With an assault rifle slung over his shoulder and a glass of sweet tea in his hand, 15-year-old Farah Ismail was all smiles Friday at an outdoor cafe in Mogadishu, one of the most dangerous cities on earth.

A fighter for al-Shabab, a radical Islamic group at the heart of Somalia’s deadly insurgency, Ismail was clearly emboldened. His comrades advanced to within miles of Somalia’s capital in the last few days, seizing vast territory in recent weeks and vowing to use strict Muslim rules to bring their lawless Horn of Africa country under control.


In a Tuesday Nov. 4, 2008 file photo, Somali militia of Al-Shabab ... 
In a Tuesday Nov. 4, 2008 file photo, Somali militia of Al-Shabab are seen during exercises at their military training camp outside Mogadishu. Islamic fighters now control most of southern and central Somalia, with the crucial exceptions of Mogadishu and Baidoa. Islamic fighters declared Thursday, Nov. 13, 2008, that they will use strict Muslim rules to bring their lawless Horn of Africa country back under control. (AP Photo, File)

“I am happy with how things are going here,” Ismail said, squinting under the dazzling sun in this once-beautiful seaside capital, which has crumbled into a scorched, bullet-pocked shantytown during Somalia’s 20 years of anarchy. “I can go freely anywhere I want and I can target my enemy by sight.”

The steady and seemingly uncontested rise of al-Shabab, which America considers a terrorist organization, exceeds the worst-case scenarios laid out in late 2006 when Somalia’s U.N.-backed government rolled into Mogadishu supported by powerful Ethiopian troops and drove out radical Islamists intent on ruling by strict Shariah law.

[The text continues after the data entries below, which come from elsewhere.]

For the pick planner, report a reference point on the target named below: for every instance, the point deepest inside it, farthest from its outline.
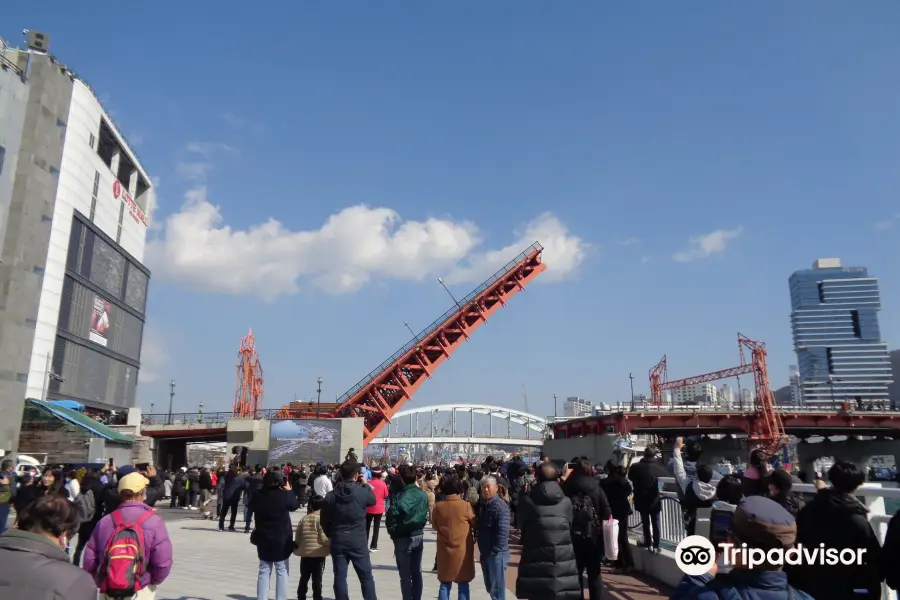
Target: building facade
(701, 393)
(577, 407)
(840, 353)
(73, 223)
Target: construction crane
(768, 432)
(380, 394)
(248, 389)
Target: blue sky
(631, 129)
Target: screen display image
(100, 321)
(305, 441)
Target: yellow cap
(133, 482)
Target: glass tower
(840, 354)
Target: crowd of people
(554, 514)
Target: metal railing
(672, 522)
(535, 247)
(5, 63)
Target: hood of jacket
(547, 493)
(703, 491)
(25, 541)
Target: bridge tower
(381, 393)
(248, 392)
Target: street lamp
(443, 285)
(631, 379)
(318, 396)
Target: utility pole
(171, 399)
(318, 396)
(631, 379)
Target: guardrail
(672, 522)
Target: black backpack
(585, 520)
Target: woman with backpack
(128, 533)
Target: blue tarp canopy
(70, 404)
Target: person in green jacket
(405, 522)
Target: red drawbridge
(248, 390)
(381, 393)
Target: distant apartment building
(73, 225)
(702, 393)
(577, 407)
(840, 353)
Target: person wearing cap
(132, 493)
(762, 524)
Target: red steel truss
(379, 395)
(768, 430)
(248, 390)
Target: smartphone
(720, 526)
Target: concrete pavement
(214, 565)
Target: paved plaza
(215, 565)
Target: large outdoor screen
(305, 441)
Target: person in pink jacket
(157, 544)
(375, 513)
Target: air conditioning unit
(38, 41)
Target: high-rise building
(796, 390)
(73, 224)
(577, 407)
(840, 353)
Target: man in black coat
(548, 569)
(644, 476)
(578, 484)
(343, 519)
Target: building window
(857, 329)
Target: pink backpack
(125, 559)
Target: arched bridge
(464, 424)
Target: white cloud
(193, 171)
(563, 253)
(885, 225)
(154, 357)
(354, 246)
(703, 246)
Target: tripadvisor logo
(695, 555)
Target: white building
(748, 397)
(74, 204)
(577, 407)
(702, 393)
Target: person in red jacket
(375, 513)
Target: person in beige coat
(453, 519)
(312, 546)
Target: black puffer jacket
(839, 521)
(547, 569)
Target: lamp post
(171, 399)
(631, 379)
(443, 285)
(318, 395)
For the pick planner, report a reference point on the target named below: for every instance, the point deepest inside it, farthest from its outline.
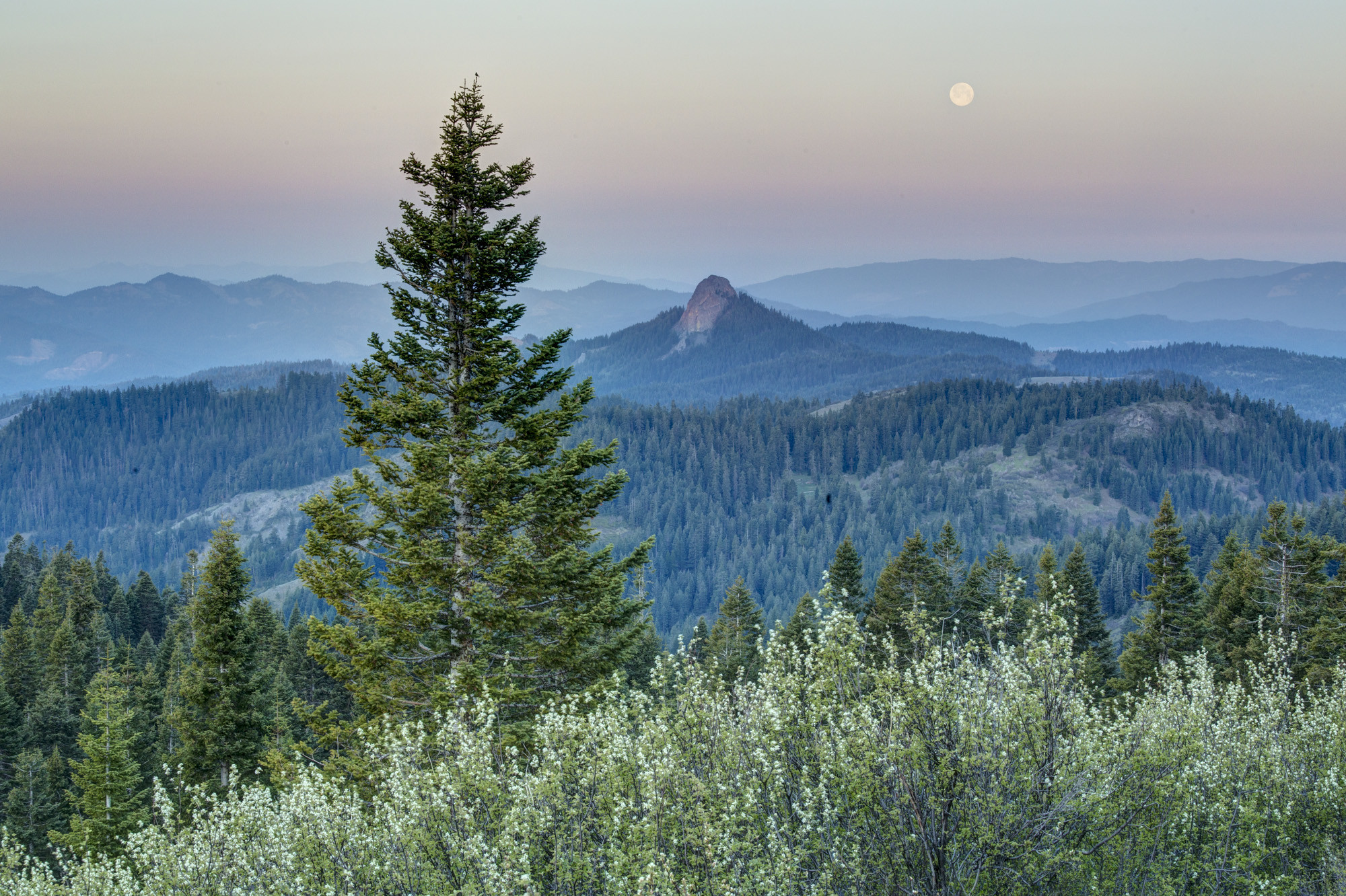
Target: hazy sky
(676, 139)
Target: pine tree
(1092, 638)
(948, 554)
(803, 624)
(736, 640)
(107, 794)
(1298, 599)
(1232, 609)
(1173, 626)
(119, 617)
(14, 579)
(701, 638)
(481, 517)
(847, 579)
(907, 598)
(146, 607)
(641, 664)
(20, 663)
(33, 807)
(221, 720)
(1042, 583)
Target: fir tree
(907, 598)
(1172, 629)
(33, 807)
(1232, 609)
(1092, 640)
(14, 576)
(106, 586)
(107, 797)
(20, 663)
(146, 607)
(481, 517)
(803, 624)
(641, 664)
(736, 640)
(221, 720)
(1042, 583)
(846, 575)
(701, 638)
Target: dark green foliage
(34, 805)
(1086, 614)
(219, 689)
(740, 489)
(911, 598)
(1173, 626)
(847, 579)
(736, 640)
(481, 525)
(110, 469)
(804, 621)
(107, 793)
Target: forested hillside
(129, 472)
(768, 489)
(757, 350)
(752, 486)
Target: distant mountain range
(725, 344)
(998, 291)
(173, 325)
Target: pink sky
(753, 139)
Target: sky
(680, 139)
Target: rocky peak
(710, 301)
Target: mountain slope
(750, 349)
(958, 289)
(1302, 297)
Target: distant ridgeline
(767, 489)
(725, 345)
(143, 474)
(750, 486)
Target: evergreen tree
(948, 554)
(1232, 609)
(1173, 626)
(107, 798)
(907, 598)
(701, 638)
(14, 576)
(33, 807)
(143, 601)
(481, 519)
(106, 586)
(1042, 583)
(20, 663)
(221, 719)
(1297, 595)
(1086, 614)
(847, 579)
(803, 624)
(736, 640)
(119, 617)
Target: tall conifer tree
(480, 519)
(1173, 626)
(847, 579)
(108, 798)
(1091, 628)
(221, 727)
(736, 640)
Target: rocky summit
(710, 301)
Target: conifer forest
(962, 634)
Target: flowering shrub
(966, 770)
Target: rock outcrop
(710, 301)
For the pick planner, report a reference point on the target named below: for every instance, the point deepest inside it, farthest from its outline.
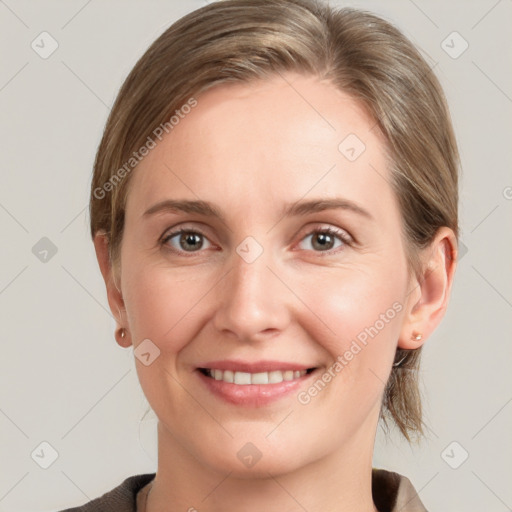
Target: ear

The past two years have been a bloodbath as the Islamic fighters launched a vicious, Iraq-style insurgency that has killed thousands of civilians and sent an estimated half of Mogadishu‘s 2 million people fleeing from near-daily roadside bombings and remote-controlled explosions. They have seized most of southern Somalia — advancing to within 10 miles of the capital Wednesday — allowing fighters like Ismail to roam the streets unhindered.